Define net depletion pressure as a rate:

\[d^b(t) := \frac{1}{\Delta}\Big(V^{b}*{\text{trade}} + V^{b}*{\text{cancel}} - V^{b}_{\text{add}}\Big).\]

On the ask:

\[d^a(t) := \frac{1}{\Delta}\Big(V^{a}*{\text{trade}} + V^{a}*{\text{cancel}} - V^{a}_{\text{add}}\Big),\]

where $V^{a}_{\text{trade}}$ is market buys that execute at the ask.


B) A race model via competing hazards (useful approximation)

Define the positive part $(x)_+ := \max(x,0)$. A simple hazard proxy for quote changes driven by depletion or pull is:

\[h_\uparrow \propto \frac{(d^a(t))_+}{Q_t^a}, \qquad h*\downarrow \propto \frac{(d^b(t))_+}{Q_t^b}.\]

If you model depletion times as independent exponential clocks with hazards $h_\uparrow$ and $h_\downarrow$, then:

\[p_\uparrow(t) \approx \mathbb{P}(T_\uparrow<T_\downarrow) = \frac{h_\uparrow}{h_\uparrow + h_\downarrow}.\]

This gives:

\[p_\uparrow(t)\approx \frac{\frac{(d^a)_+}{Q^a}}{\frac{(d^a)_+}{Q^a}+\frac{(d^b)_+}{Q^b}}.\]

Treat this as a first-order functional form: pressure per unit depth. The exponential assumption is a modeling convenience, not a claim about nature.


C) From $p_\uparrow$ to expected one-tick drift

In a toy model where the next move is one tick up or down:

\[\Delta M \in {+1,-1},\qquad \mathbb{P}(\Delta M=+1)=p_\uparrow,\]

so:

\[\mathbb{E}[\Delta M] = (+1)p_\uparrow + (-1)(1-p_\uparrow)=2p_\uparrow-1.\]

D) Maker P&L identity (why half-spread isn’t profit)

With $B_t = M_t - s_t/2$ and $A_t = M_t + s_t/2$:

\[\Pi_{\text{buy}}(\tau)=\Delta M(\tau)+\frac{s_t}{2}, \qquad \Pi_{\text{sell}}(\tau)=\frac{s_t}{2}-\Delta M(\tau).\]

The adverse-selection statement is:

\[\mathbb{E}\big[\Delta M(\tau)\mid \text{fill}\big]\neq 0.\]

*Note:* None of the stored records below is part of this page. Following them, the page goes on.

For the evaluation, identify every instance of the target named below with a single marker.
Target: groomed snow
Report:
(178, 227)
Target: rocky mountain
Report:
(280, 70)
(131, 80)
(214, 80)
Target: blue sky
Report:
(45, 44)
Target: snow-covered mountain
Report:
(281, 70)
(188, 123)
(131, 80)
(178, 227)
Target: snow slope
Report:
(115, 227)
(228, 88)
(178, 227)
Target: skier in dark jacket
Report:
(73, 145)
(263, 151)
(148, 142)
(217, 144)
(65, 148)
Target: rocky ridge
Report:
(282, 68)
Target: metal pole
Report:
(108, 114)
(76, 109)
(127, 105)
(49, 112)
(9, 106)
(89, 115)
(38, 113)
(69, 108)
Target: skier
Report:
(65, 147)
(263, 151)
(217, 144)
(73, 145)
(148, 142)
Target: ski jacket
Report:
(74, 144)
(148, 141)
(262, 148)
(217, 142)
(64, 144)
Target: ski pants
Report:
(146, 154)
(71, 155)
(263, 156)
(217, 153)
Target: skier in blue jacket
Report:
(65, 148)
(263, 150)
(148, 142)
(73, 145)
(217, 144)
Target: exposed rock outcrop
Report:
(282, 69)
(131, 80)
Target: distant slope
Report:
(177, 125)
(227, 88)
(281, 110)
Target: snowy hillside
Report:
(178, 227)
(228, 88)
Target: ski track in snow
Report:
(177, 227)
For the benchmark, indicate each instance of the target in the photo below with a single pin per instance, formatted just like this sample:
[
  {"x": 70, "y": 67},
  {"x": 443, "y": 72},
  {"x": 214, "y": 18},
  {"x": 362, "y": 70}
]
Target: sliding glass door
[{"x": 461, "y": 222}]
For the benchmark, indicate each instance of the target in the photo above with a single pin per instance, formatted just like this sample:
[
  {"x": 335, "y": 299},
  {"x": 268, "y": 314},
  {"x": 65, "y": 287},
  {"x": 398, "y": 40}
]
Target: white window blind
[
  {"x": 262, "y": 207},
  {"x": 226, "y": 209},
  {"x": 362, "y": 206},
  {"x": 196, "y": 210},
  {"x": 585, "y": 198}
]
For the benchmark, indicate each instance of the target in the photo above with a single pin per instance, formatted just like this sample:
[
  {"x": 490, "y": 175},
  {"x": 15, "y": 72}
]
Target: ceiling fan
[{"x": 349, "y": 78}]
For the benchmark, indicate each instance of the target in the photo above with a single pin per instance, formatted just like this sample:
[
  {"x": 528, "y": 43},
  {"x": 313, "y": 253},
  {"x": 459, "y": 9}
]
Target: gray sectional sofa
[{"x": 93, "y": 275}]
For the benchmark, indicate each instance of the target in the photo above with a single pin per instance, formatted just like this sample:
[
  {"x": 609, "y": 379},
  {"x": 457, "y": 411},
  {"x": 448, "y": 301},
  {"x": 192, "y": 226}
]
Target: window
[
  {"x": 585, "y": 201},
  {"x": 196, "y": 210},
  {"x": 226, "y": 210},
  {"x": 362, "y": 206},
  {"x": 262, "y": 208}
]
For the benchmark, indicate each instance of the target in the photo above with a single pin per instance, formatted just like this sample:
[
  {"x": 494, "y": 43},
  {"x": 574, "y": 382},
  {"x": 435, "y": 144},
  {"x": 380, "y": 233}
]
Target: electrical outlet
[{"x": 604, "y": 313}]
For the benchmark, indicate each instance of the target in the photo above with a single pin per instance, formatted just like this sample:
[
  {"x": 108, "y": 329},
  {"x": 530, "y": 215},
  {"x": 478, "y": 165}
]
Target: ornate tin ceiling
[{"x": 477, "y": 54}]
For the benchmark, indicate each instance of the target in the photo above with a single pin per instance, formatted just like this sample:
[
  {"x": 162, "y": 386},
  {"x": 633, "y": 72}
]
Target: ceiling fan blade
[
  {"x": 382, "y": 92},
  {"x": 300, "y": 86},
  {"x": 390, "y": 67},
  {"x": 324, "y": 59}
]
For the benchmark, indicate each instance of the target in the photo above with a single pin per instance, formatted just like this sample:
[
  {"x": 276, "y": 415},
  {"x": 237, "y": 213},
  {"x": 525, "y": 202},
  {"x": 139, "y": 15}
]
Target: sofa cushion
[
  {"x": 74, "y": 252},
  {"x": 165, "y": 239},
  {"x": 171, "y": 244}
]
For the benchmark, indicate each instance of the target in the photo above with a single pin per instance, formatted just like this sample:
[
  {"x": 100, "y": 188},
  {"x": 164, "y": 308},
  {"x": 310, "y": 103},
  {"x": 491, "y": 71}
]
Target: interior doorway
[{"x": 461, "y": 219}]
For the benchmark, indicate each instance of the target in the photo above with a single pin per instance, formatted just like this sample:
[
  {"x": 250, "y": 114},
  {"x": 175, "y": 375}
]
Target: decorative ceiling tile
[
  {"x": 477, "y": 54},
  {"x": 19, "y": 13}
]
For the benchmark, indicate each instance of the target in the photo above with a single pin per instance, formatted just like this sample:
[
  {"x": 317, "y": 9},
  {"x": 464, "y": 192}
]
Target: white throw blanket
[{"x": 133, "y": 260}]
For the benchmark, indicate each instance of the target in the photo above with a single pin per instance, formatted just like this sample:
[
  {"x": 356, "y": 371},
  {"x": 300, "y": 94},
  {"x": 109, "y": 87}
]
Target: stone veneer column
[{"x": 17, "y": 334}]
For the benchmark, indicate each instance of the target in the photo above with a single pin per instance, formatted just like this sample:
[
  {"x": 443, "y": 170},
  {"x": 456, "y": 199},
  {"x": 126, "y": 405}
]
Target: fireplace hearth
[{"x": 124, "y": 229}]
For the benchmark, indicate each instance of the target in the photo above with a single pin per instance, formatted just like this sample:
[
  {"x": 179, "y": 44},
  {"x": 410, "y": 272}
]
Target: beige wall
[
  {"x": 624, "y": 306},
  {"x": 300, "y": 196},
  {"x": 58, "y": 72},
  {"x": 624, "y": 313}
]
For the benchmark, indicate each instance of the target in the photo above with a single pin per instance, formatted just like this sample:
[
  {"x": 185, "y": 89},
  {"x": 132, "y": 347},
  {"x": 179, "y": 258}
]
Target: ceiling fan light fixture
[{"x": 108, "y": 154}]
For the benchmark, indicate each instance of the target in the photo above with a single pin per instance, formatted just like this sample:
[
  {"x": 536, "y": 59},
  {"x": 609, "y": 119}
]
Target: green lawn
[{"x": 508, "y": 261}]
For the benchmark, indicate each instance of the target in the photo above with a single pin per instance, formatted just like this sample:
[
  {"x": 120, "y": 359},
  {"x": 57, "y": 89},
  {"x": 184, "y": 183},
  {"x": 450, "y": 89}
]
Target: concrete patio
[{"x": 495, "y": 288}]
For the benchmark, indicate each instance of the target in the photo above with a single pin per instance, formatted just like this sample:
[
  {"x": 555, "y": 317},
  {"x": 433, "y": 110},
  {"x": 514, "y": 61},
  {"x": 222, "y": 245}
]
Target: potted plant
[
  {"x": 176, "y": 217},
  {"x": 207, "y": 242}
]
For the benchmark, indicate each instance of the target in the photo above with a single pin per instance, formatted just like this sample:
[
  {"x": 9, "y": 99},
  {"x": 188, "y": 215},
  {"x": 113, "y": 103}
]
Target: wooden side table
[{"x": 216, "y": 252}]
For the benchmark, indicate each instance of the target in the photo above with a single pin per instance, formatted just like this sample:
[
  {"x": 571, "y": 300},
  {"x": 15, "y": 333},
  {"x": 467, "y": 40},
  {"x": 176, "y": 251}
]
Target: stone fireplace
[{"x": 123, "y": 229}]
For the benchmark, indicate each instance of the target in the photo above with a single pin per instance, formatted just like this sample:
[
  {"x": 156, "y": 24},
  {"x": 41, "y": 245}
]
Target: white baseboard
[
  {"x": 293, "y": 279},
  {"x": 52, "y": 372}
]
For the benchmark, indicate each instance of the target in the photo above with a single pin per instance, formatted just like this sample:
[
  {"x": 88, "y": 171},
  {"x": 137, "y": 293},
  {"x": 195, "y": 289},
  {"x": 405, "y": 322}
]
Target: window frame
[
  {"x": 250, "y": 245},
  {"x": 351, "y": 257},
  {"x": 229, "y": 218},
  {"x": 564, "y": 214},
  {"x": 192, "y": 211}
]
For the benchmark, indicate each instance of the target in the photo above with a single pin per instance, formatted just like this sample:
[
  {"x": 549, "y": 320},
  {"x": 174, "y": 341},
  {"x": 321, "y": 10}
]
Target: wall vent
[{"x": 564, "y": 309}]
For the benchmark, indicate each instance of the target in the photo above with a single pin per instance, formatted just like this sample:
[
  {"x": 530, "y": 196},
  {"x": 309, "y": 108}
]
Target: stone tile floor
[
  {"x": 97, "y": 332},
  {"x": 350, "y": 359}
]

E) Inventory risk: why the time horizon matters linearly

Carry inventory $q$ over horizon $\Delta$. If $\sigma^2$ is the per-unit-time variance of mid moves, then:

\[\mathrm{Var}(\Delta M)\approx \sigma^2\Delta \quad\Rightarrow\quad \mathrm{Var}(q,\Delta M)\approx q^2\sigma^2\Delta.\]

Variance scales linearly with $\Delta$ in this model. That’s why longer reaction times and slower cancels make inventory more expensive, even if your quoting logic stays the same.

A quadratic risk penalty leads to an objective like:

\[\max \ \mathbb{E}[\text{edge}] - \frac{\gamma}{2}q^2\sigma^2\Delta,\]
which pushes optimal quoting to become more conservative as $ q $, $\sigma^2$, or $\Delta$ grow.

F) Why the factor $1/2$ keeps appearing

Because the mid is the average:

\[M_t=\frac{A_t+B_t}{2} \quad\Rightarrow\quad A_t-M_t=\frac{s_t}{2}, \qquad M_t-B_t=\frac{s_t}{2}.\]

Half-spread is just the distance from mid to either top quote.